Search code examples
pythonpython-3.xcompressionhuffman-code

Python - Including frequency table at the beginning of a Huffman-compressed file


I am trying to implement Huffman compression and decompression of files, where all the information needed to decompress must be included in the compressed file. For this implementation I want to include the frequency table in the compressed file, such that the decompression program can rebuild the Huffman codes from this frequency table and then decompress the file.
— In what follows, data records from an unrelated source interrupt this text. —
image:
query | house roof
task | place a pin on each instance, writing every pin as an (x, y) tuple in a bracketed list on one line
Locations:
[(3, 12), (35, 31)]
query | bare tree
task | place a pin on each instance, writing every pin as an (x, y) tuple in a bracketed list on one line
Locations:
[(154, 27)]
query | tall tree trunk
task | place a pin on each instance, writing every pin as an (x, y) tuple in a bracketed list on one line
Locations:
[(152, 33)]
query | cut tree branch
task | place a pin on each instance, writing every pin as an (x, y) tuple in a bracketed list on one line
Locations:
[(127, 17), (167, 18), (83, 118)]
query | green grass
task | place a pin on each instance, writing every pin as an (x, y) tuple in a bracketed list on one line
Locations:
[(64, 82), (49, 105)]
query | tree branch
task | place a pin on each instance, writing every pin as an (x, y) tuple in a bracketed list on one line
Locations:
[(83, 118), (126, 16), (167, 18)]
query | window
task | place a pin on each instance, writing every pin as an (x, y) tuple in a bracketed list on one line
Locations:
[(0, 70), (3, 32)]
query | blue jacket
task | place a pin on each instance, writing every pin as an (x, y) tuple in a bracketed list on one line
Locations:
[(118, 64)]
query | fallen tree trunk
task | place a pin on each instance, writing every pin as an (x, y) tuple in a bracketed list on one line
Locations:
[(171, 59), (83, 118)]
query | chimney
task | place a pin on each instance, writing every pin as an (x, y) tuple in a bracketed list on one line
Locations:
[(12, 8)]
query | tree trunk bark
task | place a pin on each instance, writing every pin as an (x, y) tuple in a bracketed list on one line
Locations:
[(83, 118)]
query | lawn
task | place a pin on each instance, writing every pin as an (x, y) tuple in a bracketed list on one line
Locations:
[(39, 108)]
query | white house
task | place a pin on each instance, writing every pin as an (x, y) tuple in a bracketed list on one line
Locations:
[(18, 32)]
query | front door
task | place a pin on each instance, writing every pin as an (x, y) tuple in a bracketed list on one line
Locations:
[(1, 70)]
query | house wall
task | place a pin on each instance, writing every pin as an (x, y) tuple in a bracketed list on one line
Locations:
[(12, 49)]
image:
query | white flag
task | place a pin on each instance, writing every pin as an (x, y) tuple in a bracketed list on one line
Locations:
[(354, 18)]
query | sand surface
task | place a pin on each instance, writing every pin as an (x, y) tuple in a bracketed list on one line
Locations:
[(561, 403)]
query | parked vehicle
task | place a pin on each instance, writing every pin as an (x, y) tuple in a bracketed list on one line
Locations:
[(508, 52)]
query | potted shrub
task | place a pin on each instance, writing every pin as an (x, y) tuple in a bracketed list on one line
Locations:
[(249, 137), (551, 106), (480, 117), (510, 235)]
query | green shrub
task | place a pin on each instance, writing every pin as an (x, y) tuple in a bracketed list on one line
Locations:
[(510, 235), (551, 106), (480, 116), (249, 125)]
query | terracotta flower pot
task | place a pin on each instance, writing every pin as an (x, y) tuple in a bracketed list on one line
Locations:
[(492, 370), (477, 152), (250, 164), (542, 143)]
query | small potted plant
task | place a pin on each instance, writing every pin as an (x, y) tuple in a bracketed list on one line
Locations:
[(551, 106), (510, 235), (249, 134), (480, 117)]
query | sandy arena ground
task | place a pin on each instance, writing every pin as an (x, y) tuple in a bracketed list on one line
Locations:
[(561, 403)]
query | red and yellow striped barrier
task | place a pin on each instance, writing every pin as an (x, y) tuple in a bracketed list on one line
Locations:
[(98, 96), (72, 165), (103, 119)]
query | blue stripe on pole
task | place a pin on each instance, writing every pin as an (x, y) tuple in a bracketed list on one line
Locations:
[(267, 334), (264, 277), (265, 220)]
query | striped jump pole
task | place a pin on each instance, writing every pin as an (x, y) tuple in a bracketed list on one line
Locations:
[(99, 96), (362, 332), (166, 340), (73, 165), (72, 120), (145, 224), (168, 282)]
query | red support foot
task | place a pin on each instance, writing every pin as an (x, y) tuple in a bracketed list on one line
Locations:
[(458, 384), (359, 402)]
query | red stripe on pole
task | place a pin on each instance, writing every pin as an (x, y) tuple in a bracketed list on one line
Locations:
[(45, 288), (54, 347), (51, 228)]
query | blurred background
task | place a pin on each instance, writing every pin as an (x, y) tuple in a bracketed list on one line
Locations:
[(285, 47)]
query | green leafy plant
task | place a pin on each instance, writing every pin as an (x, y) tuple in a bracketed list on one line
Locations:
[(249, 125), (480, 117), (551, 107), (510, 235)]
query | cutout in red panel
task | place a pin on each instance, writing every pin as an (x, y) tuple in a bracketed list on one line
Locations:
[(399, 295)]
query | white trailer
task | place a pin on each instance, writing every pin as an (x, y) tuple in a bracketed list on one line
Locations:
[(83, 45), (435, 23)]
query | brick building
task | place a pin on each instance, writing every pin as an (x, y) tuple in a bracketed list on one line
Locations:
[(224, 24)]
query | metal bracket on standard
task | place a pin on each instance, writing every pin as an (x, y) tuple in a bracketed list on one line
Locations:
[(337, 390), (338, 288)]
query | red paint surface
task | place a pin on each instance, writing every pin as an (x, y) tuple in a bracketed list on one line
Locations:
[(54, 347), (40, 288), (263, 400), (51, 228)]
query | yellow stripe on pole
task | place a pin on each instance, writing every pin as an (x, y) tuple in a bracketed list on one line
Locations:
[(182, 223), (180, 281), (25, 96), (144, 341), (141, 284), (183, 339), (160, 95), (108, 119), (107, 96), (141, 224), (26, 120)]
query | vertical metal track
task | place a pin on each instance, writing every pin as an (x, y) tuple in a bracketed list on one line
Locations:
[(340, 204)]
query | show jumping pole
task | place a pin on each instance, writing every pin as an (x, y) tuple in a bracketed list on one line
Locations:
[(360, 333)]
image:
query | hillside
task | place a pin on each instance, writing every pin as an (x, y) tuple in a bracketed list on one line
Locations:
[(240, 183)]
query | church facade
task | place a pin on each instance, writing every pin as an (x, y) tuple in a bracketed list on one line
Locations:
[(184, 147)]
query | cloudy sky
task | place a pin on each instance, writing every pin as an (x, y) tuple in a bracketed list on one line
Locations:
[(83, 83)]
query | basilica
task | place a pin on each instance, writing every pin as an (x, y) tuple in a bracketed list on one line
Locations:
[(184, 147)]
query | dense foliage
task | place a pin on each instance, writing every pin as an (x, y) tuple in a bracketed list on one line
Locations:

The frequency table looks something like this, where each index maps to an ASCII-character's decimal representation:

[0, 0, 0, 0, 0, 0, 0, 0, 0, 0, 847, 0, 0, 0, 0, 0, 0, 0, 0, 0, 0, 0, 0, 0, 0, 0, 0, 0, 0, 0, 0, 0, 4183, 13, 0, 0, 0, 6, 0, 0, 26, 26, 0, 107, 84, 598, 124, 36, 72, 66, 42, 21, 8, 16, 9, 11, 10, 10, 46, 0, 0, 7, 0, 3, 0, 21, 30, 4, 20, 19, 30, 5, 34, 35, 0, 9, 19, 15, 7, 10, 9, 0, 8, 15, 19, 1, 9, 8, 2, 1, 8, 24, 29, 24, 23, 8, 0, 439, 189, 40, 252, 1514, 226, 241, 82, 462, 62, 353, 346, 306, 521, 436, 212, 0, 977, 512, 663, 100, 176, 24, 10, 53, 9, 23, 374, 23, 2, 0, 197, 0, 0, 0, 0, 3, 0, 0, 3, 0, 0, 0, 0, 0, 0, 0, 0, 0, 0, 65, 0, 0, 0, 3, 0, 0, 0, 0, 0, 0, 0, 0, 90, 0, 124, 0, 0, 75, 14, 0, 0, 49, 0, 33, 0, 0, 0, 4, 0, 0, 0, 0, 0, 0, 0, 0, 66, 0, 0, 34, 0, 0, 0, 0, 0, 0, 157, 154, 0, 0, 0, 0, 0, 0, 0, 0, 0, 0, 49, 0, 0, 0, 0, 0, 0, 0, 0, 0, 0, 0, 0, 0, 0, 0, 0, 0, 0, 0, 200, 0, 0, 0, 0, 0, 0, 0, 0, 0, 0, 0, 0, 0, 0, 0, 0, 0, 0, 0, 0, 0, 0, 0, 0, 0, 0, 0, 0, 0]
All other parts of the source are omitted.